Under an ordinary funding agreement, solicitors charge an hourly rate, which is the same, win or lose. Under a classic CFA, the solicitor charges nothing for a loss, but an extra percentage on top of the ordinary fee for a win. The more risky the case, the higher this percentage (or 'success fee') will be, up to a legal maximum of 100%. Since successful parties will often be awarded a proportion of their costs, including the success fee, it seems at first glance an ideal way to lower the risk of litigation. Losing is less bad, winning is no worse.
Unfortunately, things are not all that simple. Firstly, all the payments to third parties - including court fees and experts' fees - are not covered. Win or lose, they have to be paid. Barristers are similar, unless they also enter into a CFA for their own fees.
Secondly, winning does not always mean getting costs, but it does always mean paying the success fee.
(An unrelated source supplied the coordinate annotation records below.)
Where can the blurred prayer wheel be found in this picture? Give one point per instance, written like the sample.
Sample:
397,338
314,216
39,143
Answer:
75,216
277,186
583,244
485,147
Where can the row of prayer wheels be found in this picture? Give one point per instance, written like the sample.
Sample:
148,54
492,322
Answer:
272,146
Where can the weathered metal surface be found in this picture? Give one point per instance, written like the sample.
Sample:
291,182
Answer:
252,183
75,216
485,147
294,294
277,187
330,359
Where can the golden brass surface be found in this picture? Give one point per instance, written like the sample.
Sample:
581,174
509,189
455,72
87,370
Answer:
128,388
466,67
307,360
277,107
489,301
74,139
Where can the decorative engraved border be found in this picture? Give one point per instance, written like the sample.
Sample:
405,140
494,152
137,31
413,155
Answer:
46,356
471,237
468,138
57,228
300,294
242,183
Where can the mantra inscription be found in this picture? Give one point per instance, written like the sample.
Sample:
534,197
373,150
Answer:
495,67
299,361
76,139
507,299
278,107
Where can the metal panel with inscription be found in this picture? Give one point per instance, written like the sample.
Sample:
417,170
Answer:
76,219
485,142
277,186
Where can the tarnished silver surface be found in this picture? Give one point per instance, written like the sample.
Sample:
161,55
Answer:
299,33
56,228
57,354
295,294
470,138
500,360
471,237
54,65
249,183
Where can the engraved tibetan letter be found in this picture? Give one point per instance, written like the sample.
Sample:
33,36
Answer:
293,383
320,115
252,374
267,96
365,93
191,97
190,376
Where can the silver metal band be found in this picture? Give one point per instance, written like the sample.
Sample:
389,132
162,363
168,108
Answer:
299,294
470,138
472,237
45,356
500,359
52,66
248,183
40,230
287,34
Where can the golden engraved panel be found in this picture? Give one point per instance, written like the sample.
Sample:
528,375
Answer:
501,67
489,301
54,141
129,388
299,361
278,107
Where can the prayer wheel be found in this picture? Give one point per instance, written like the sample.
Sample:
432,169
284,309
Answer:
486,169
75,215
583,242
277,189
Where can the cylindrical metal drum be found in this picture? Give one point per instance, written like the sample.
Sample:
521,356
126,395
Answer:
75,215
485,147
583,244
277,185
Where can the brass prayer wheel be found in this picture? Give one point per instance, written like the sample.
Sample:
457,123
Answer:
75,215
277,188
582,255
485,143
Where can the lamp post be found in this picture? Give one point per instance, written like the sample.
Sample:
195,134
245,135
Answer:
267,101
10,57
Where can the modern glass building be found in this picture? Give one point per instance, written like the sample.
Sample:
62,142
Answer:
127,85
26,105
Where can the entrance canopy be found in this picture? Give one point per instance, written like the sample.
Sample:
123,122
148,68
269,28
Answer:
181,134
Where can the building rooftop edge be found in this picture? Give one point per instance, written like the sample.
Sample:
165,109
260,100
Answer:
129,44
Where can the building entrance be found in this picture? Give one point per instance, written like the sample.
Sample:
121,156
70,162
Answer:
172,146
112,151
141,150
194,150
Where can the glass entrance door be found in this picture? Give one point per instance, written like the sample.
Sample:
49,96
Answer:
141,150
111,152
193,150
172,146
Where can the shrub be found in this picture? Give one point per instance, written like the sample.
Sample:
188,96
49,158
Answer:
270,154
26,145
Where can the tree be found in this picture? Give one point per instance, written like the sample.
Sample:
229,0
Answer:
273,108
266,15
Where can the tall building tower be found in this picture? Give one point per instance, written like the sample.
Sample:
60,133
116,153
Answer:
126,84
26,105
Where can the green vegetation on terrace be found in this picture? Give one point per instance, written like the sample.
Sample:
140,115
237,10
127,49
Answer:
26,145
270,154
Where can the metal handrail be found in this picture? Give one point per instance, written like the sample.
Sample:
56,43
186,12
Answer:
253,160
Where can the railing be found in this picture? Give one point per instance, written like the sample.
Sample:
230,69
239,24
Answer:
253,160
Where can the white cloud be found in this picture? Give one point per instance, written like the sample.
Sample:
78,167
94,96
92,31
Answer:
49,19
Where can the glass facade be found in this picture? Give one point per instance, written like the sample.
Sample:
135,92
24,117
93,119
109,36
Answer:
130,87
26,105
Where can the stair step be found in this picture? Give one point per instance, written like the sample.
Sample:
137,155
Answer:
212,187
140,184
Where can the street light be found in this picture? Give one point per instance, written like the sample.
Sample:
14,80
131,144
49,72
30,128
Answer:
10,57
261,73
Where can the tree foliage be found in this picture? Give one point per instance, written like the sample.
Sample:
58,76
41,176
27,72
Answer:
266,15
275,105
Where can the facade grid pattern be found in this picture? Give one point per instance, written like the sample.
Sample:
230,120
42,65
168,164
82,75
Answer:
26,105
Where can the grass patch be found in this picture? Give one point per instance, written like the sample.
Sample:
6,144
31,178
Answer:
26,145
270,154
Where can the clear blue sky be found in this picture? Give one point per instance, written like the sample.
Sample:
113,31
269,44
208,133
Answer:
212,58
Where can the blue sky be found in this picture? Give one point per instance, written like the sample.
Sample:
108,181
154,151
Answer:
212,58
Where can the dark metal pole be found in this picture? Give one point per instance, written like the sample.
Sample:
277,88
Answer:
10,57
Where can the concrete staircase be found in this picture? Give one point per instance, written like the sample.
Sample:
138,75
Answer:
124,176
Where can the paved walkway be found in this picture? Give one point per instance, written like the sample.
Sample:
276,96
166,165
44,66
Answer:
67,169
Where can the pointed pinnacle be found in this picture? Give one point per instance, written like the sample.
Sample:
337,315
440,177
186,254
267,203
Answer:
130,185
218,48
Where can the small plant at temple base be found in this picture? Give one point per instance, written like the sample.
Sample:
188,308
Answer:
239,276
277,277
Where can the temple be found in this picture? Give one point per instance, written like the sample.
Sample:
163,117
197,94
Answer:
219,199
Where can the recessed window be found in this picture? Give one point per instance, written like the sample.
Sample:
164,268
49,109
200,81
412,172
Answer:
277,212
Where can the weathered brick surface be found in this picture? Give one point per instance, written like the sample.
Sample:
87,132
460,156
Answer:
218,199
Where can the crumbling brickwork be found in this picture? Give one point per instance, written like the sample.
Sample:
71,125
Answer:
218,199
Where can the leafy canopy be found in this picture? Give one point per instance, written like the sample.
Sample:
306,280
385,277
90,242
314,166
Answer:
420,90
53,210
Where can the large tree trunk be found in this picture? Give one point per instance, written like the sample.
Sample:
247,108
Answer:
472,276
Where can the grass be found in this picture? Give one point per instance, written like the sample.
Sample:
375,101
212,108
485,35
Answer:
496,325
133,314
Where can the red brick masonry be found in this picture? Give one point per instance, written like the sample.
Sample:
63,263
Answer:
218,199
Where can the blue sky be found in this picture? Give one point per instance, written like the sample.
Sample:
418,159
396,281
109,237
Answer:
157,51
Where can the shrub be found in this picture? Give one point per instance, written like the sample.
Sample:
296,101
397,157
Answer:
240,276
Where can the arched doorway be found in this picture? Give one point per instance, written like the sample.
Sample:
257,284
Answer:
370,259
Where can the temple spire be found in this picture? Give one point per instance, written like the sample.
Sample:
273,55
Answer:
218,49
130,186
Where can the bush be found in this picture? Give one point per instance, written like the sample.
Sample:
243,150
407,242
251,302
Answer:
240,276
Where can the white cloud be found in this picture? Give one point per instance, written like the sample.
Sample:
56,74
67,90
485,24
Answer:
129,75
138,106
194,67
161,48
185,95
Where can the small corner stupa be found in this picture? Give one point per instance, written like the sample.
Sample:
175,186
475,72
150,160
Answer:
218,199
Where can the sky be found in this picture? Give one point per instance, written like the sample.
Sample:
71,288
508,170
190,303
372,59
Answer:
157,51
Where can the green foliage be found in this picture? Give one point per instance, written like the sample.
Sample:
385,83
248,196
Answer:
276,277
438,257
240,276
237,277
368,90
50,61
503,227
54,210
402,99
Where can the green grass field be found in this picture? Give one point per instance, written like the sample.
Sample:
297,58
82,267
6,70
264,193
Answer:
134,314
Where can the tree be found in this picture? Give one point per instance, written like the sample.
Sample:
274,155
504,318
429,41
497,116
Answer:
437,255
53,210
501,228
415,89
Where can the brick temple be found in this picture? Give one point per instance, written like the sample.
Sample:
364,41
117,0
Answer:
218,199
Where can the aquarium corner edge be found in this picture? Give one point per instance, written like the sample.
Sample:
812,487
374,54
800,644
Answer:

If a party with a CFA wins and gets 50% of his costs, that party will still pay the success fee on all of them. This makes CFAs a bad choice in cases where success is difficult to measure, or where there are lots of issues - particularly if some are not financial. This is often the case in commercial litigation.
But perhaps most important of all, CFAs do nothing to protect against your opponents costs. Losing remains a significant financial risk, as the chances are an order will be made to pay a proportion of the winner's costs. The only way to guard against that is an after the event insurance policy, and in commercial litigation such policies are not always available and where they are, expect the premium to be hugely expensive. These premiums can in principle be recovered if you are successful, but in practice they are the subject of an assessment by the Court on the grounds of proportionality and reasonableness.
It is therefore easy to assume CFAs are the best option, but as we have demonstrated, this is not necessarily the case. As with everything else, it is a matter of choosing the right tools for the job.